Dozens of protesters marched from the Beirut municipality building toward parliament. Some burned tyres and blocked the roads around parliament amid heavy deployment of the army and security forces. Another group of depositors attempted to storm a branch of Bank Audi in the area and smashed the bank’s ATM. Some injuries were reported amid clashes with security forces.
The local LBCI channel reported that some protesters gathered in front of caretaker Prime Minister Najib Mikati’s house in Beirut and tried to cut the barbed wire around the building amid heavy security deployment.
“We want parliamentarians to assume their responsibilities,” one of the protesters told the crowd in front of parliament. “We will continue to fight for our rights to our deposits.”
Lebanon has been grappling with its worst economic crisis in decades since October 2019. Back then, massive anti-government protests erupted across the nation against decades of corruption and economic mismanagement. Many Lebanese blame the political elite that has been ruling the country since the civil war (1975-1990) for the financial collapse and lack of any action to address the crisis.

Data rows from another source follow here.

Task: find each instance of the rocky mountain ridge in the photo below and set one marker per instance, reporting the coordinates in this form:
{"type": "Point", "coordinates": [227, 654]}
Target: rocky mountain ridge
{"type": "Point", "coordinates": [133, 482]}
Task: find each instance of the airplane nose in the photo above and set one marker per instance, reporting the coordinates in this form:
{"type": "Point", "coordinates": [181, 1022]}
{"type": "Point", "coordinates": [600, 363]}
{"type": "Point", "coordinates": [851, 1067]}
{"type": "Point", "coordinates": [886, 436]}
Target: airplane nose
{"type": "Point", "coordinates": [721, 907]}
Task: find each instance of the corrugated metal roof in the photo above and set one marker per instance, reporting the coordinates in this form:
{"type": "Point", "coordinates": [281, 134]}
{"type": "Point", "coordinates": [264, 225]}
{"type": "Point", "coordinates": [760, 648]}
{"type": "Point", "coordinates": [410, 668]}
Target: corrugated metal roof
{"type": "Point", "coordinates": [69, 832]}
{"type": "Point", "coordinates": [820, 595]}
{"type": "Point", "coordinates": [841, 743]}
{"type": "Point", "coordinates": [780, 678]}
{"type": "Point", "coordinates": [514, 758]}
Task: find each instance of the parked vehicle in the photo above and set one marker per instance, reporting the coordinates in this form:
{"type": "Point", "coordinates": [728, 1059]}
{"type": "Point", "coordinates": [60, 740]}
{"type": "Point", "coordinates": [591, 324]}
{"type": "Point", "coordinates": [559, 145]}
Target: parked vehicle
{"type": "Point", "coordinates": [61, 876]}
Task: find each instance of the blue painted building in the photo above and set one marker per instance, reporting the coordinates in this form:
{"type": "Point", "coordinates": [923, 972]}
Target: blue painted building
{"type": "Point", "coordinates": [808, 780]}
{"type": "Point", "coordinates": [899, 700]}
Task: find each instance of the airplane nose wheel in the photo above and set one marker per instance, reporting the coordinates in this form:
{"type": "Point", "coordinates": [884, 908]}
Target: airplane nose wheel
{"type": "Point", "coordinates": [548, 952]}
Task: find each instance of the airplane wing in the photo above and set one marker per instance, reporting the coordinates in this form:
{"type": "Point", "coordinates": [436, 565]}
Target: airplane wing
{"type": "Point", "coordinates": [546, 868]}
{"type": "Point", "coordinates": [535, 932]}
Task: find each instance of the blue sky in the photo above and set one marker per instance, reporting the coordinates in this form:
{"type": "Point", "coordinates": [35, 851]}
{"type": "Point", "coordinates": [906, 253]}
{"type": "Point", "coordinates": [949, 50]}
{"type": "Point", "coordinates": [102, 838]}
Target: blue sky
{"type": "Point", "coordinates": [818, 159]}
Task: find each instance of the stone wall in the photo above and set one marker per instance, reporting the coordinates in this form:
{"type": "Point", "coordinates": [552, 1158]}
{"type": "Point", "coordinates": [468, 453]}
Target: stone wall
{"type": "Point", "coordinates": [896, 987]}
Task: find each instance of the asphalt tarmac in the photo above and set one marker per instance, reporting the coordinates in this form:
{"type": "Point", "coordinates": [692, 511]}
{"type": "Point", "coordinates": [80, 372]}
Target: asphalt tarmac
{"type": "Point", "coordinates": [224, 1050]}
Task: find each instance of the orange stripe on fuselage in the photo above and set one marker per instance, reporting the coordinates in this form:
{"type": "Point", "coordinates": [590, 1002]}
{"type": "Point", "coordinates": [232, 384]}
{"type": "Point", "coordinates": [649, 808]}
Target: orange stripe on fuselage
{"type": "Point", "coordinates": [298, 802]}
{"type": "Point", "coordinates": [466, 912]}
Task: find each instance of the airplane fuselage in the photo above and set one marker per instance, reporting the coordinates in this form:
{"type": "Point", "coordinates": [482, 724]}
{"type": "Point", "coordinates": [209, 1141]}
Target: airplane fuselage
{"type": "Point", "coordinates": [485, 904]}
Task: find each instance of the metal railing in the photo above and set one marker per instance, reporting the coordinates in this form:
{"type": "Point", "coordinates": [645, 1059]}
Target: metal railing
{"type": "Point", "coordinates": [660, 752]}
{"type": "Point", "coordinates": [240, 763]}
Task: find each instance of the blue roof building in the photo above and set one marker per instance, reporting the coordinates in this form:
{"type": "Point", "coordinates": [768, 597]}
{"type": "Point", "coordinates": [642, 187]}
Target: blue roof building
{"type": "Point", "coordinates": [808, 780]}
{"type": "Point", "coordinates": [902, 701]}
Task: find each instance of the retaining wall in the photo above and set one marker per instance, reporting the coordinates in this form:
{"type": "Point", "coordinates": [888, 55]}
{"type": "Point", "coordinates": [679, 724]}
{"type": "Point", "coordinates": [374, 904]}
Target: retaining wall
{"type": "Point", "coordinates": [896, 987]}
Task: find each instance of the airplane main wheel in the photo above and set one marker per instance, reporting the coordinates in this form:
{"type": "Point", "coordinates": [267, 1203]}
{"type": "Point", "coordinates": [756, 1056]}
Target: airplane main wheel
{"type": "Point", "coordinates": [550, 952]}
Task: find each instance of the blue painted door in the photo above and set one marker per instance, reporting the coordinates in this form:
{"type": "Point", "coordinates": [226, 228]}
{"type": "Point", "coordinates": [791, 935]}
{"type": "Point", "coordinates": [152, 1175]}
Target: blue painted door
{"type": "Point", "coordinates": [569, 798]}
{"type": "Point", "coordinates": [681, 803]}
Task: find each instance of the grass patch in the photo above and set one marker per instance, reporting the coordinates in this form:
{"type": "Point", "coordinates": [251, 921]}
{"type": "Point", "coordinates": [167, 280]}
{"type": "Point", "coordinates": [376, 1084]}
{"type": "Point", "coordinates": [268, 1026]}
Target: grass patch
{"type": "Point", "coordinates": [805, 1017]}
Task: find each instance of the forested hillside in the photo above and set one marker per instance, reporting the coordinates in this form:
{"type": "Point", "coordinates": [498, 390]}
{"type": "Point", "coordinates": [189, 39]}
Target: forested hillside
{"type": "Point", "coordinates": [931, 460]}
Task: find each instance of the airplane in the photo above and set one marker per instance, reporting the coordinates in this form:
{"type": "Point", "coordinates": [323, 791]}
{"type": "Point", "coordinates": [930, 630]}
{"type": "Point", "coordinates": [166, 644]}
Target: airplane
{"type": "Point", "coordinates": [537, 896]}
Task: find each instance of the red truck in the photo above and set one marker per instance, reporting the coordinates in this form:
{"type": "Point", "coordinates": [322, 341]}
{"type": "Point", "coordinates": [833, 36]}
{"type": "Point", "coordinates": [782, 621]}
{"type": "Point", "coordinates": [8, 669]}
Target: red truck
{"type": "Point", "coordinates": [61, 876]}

The Lebanese people, who have been locked out of their deposits for nearly four years, are struggling to make ends meet amid skyrocketing prices of goods, regular power shortages, and lack of medicine and fuel, among many other issues. Meanwhile, the local currency has lost more than 90% of its value, sending more than half of the population below the poverty line. Angry protesters have repeatedly stormed banks in the last few years, while several depositors resorted to armed heists in a bid to recover their money held up in banks.
Lebanese banks have been imposing informal capital controls and severely limiting cash withdrawals, claiming lack of liquidity.
In a letter drafted in March, the Association of Banks of Lebanon said that commercial banks had around $86.6 billion deposited at the central bank as of mid-February, and a net negative position with correspondent banks of $204 million as of Jan. 31, 2023.
“These numbers show without a doubt that the banks have no liquidity,” the association’s secretary-general Fadi Khalaf wrote.
The banks blame the central bank and its policies for the financial crisis. Politicians have also failed to address the financial meltdown by enacting urgent reforms and a recovery plan to return deposits to citizens.
The International Monetary Fund warned in March that Lebanon is facing a “very dangerous situation,” adding that the implementation of reforms required to unlock an aid package was “very slow.”
Meanwhile, Central Bank Gov. Riad Salameh is being probed for his alleged role in the country’s financial collapse. He was charged with embezzlement, money laundering, illicit enrichment, fraud and tax evasion in a domestic probe. European investigators are also questioning Salameh and his associates in a separate case concerning the embezzlement of more than $300 million in money transfers abroad. Last week, the delegation questioned the country’s finance minister over his alleged role in covering up the financial crimes of Salameh during his tenure as head of financial operations at the central bank.